As a translator, Sayers Peden tries to 'get under the skin of the writer. At times that seems an impossible task. I'm usually sixty pages into something before I start hearing the voice.' The first draft comes out in 'Spanglish'. By number four, Sayers Peden sends chunks to Allende, who may make comments. Allende's fondness for adjectives would exhaust anyone's thesaurus, and with The Infinite Plan Sayers Peden 'got into a streak of simply repeating words within the same page, which is an annoying habit. Isabel picked it up.'

Translating Allende involves battles. 'Isabel's style is beautiful, flowing - most North American editors want to go to semi-colons and break up the sentences. I simply don't hear her style that way. It's very aural, though that doesn't mean it's any less controlled. I've fought to maintain that because that's her hallmark. To cut it up would be a betrayal.'

But equally betraying would be a clunky, literal rendering. 'You really need to peel away the words and get something that's underneath.' For instance, Sayers Peden wrestled with Pito-de-lirio. 'Pito is one of those all purpose words: whistle, catcall, bed tick, knucklebone, cigarette . . . and penis. Lirio is iris.' Seeking a nickname for a character whose penis is daubed methylene blue, Sayers Peden picked Purple Pecker. Periwinkle Prick and Delphinium Dick were rejected as 'too long' and 'too blue' respectively.

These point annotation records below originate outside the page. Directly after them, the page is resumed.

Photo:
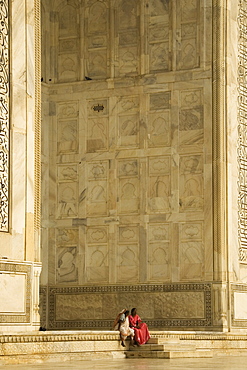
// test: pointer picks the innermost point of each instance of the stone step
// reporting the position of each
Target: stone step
(153, 340)
(148, 347)
(169, 354)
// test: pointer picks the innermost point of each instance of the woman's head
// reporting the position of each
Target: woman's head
(133, 312)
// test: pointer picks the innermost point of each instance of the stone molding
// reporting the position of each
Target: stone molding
(12, 267)
(240, 288)
(4, 117)
(219, 138)
(242, 121)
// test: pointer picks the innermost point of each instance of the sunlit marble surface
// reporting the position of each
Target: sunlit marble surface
(225, 363)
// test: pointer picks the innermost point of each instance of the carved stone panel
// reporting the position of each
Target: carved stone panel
(97, 125)
(191, 251)
(97, 201)
(191, 118)
(160, 305)
(68, 43)
(159, 189)
(128, 263)
(188, 18)
(67, 110)
(160, 101)
(191, 183)
(159, 132)
(67, 237)
(67, 173)
(97, 40)
(97, 262)
(67, 136)
(128, 38)
(67, 270)
(67, 200)
(159, 35)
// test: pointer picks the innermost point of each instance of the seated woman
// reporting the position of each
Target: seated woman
(122, 324)
(141, 330)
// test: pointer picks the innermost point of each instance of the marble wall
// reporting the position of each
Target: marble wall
(20, 266)
(127, 157)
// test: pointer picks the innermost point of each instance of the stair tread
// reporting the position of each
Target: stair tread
(169, 354)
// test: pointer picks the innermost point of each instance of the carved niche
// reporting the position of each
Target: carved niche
(68, 43)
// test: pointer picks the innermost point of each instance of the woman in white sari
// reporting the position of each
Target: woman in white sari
(122, 324)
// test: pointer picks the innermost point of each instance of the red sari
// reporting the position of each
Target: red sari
(141, 333)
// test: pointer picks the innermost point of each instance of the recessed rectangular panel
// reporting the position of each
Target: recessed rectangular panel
(13, 292)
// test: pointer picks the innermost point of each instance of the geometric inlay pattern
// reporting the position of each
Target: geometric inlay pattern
(160, 295)
(4, 116)
(242, 129)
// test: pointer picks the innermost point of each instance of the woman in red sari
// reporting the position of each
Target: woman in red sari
(141, 330)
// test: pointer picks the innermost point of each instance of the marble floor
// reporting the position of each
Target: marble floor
(226, 363)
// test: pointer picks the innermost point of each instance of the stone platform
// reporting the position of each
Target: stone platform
(47, 346)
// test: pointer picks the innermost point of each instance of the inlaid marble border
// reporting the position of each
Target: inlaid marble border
(240, 288)
(242, 124)
(24, 269)
(103, 324)
(4, 116)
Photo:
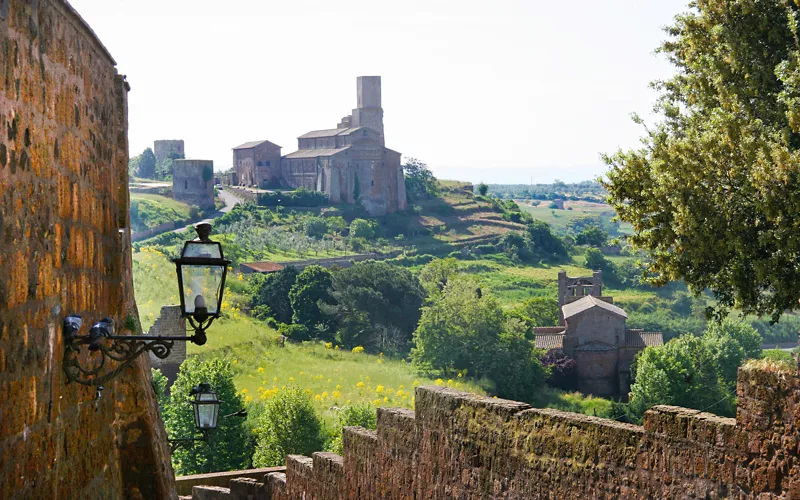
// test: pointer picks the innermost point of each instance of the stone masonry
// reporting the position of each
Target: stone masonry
(169, 322)
(458, 445)
(65, 237)
(350, 163)
(193, 182)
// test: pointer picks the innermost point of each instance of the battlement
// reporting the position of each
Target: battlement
(459, 445)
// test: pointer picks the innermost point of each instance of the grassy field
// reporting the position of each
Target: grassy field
(559, 219)
(332, 377)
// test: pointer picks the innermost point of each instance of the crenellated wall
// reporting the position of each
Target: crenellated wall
(458, 445)
(65, 249)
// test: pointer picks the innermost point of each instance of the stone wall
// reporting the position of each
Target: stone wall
(166, 147)
(458, 445)
(193, 182)
(169, 322)
(66, 249)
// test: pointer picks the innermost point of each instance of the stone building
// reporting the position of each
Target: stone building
(258, 163)
(350, 162)
(168, 148)
(65, 226)
(592, 331)
(193, 182)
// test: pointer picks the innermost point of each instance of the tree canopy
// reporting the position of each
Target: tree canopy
(714, 194)
(420, 182)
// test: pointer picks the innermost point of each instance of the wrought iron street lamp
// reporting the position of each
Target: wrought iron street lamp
(201, 269)
(206, 412)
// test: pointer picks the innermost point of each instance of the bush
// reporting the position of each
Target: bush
(361, 228)
(299, 198)
(361, 415)
(298, 333)
(288, 425)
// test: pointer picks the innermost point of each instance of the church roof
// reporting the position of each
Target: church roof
(314, 153)
(639, 338)
(252, 144)
(590, 302)
(331, 132)
(550, 341)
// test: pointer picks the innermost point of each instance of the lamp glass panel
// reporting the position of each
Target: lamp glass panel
(202, 280)
(202, 249)
(206, 413)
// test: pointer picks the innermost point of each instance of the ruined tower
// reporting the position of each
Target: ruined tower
(369, 112)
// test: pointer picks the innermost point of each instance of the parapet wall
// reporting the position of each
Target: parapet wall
(64, 233)
(458, 445)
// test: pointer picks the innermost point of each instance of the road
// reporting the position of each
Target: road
(230, 200)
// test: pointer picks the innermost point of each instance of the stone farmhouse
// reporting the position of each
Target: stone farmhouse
(349, 163)
(64, 220)
(592, 331)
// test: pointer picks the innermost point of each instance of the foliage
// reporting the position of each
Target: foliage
(301, 197)
(538, 311)
(229, 446)
(593, 236)
(543, 243)
(595, 260)
(465, 329)
(435, 275)
(311, 286)
(361, 415)
(695, 372)
(269, 294)
(376, 305)
(420, 182)
(563, 370)
(316, 227)
(361, 228)
(713, 194)
(288, 425)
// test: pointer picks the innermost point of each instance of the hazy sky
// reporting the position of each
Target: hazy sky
(494, 91)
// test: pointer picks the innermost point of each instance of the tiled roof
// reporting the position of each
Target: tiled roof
(251, 144)
(313, 153)
(263, 267)
(590, 302)
(639, 338)
(331, 132)
(550, 341)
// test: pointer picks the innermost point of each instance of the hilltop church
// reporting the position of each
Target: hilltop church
(592, 331)
(350, 163)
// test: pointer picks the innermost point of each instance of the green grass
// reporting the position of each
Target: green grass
(559, 219)
(150, 210)
(332, 377)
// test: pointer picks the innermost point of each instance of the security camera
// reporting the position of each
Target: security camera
(103, 328)
(72, 325)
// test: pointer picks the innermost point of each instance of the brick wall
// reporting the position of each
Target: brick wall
(458, 445)
(66, 249)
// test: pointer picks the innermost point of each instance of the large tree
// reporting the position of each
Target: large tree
(376, 305)
(714, 194)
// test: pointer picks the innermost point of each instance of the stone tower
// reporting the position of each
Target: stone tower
(369, 112)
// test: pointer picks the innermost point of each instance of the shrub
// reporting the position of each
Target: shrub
(361, 228)
(288, 425)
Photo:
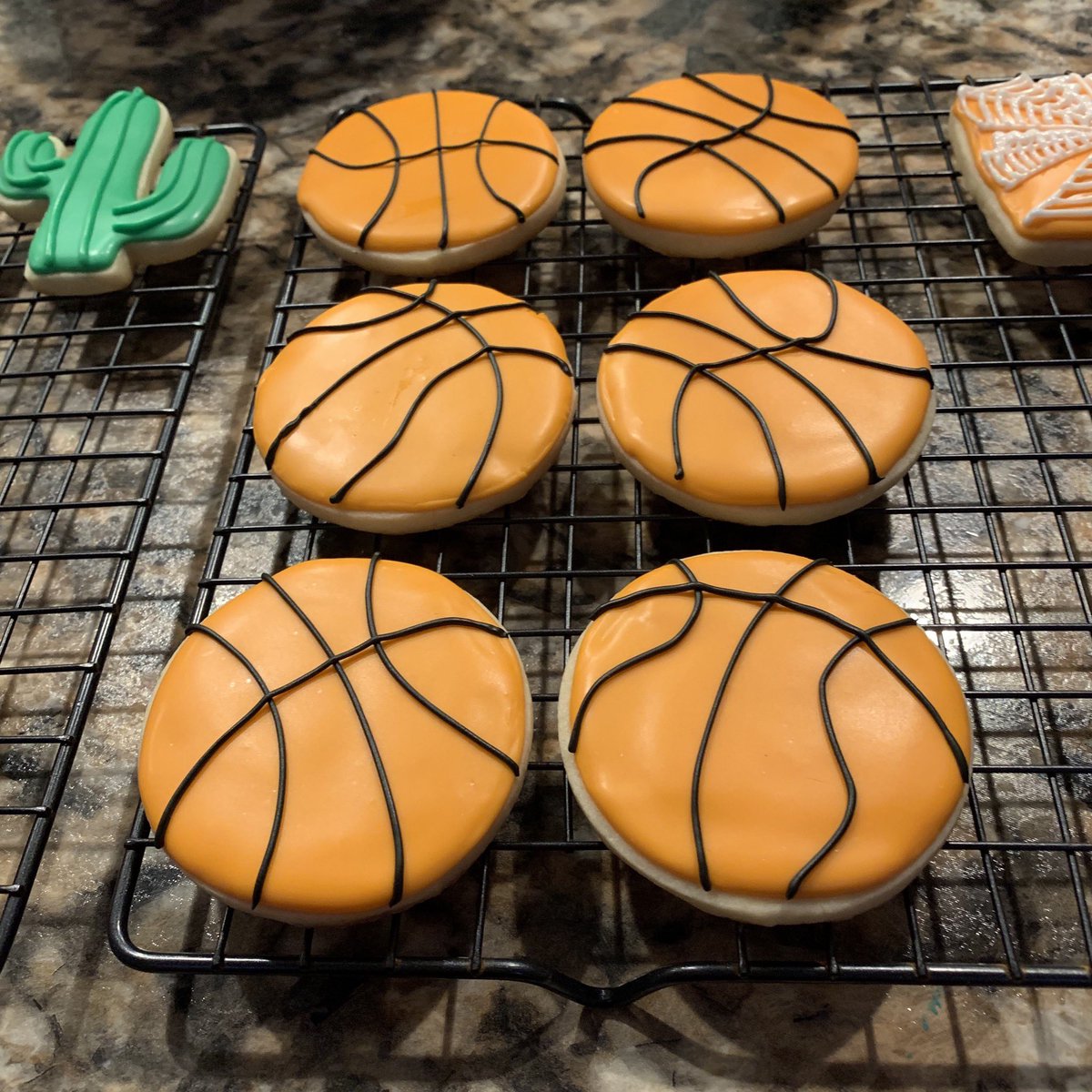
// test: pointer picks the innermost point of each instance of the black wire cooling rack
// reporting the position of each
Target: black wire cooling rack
(986, 543)
(91, 391)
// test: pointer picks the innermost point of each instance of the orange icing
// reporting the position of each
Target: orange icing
(771, 792)
(334, 854)
(698, 192)
(1026, 197)
(431, 463)
(343, 202)
(725, 458)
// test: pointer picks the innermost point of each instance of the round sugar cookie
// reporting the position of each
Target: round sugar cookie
(765, 736)
(765, 397)
(1021, 148)
(412, 408)
(339, 742)
(719, 165)
(432, 183)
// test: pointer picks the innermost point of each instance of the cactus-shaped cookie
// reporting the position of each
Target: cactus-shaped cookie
(99, 214)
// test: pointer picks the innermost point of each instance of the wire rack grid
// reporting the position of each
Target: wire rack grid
(91, 392)
(986, 543)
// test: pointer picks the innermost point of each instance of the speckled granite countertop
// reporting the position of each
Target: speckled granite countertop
(72, 1016)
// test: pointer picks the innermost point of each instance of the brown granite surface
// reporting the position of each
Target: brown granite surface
(71, 1016)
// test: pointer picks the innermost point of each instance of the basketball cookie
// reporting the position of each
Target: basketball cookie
(338, 743)
(432, 183)
(105, 207)
(1024, 150)
(719, 165)
(765, 397)
(415, 408)
(767, 737)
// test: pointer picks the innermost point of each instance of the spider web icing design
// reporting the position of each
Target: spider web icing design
(1036, 125)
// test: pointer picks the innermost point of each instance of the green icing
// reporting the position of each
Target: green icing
(93, 206)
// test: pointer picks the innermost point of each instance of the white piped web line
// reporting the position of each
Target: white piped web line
(1037, 125)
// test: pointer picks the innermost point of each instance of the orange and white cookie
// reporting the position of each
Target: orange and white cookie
(765, 397)
(412, 408)
(720, 165)
(1024, 148)
(768, 737)
(339, 742)
(432, 183)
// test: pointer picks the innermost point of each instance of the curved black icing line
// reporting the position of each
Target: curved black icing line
(710, 146)
(811, 343)
(369, 609)
(270, 700)
(447, 316)
(338, 497)
(392, 812)
(442, 244)
(711, 720)
(336, 661)
(333, 328)
(578, 721)
(767, 601)
(844, 767)
(399, 157)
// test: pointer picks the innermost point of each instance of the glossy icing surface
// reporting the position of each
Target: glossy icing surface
(794, 736)
(380, 795)
(765, 388)
(430, 170)
(94, 207)
(720, 154)
(415, 398)
(1032, 141)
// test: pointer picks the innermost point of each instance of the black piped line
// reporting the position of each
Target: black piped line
(767, 602)
(479, 145)
(448, 316)
(338, 497)
(268, 700)
(399, 157)
(808, 342)
(710, 146)
(578, 721)
(377, 758)
(442, 244)
(851, 789)
(412, 691)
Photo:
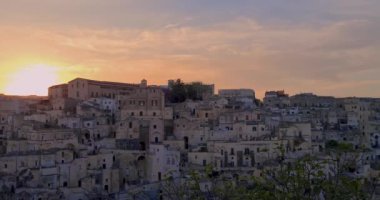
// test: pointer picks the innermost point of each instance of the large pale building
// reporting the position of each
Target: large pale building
(237, 93)
(83, 89)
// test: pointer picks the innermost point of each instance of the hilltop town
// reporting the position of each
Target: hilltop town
(106, 140)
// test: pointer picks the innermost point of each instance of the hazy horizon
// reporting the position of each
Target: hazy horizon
(325, 47)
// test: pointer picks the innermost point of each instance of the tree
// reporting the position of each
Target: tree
(178, 92)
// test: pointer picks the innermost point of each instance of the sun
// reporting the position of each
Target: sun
(32, 80)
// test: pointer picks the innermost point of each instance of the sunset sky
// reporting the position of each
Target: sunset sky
(329, 47)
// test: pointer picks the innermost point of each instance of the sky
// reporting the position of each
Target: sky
(328, 47)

What we call magic realism often has roots in linguistic quirks. In Spanish, 'there's a lack of culpability. You don't 'lose' something, the thing 'loses itself'.' This endows objects with a magic potential, an ability to will their own destiny - which to us sounds fantastic. More mundanely, characters in The Infinite Plan switch between formal and informal address, 'indicating a definite conscious shift in their relationship. But we don't have the language for it.' English endearments like 'darling' have to be added.

Sayers Peden's responsibility as translator was reinforced the day she met Allende's husband. 'He's the fictional protagonist of The Infinite Plan, and he said, 'I can't wait to read your translation'.' A North American reared in the barrio, he speaks Spanish but reads only English. He needed her translation in order to enjoy his wife's book.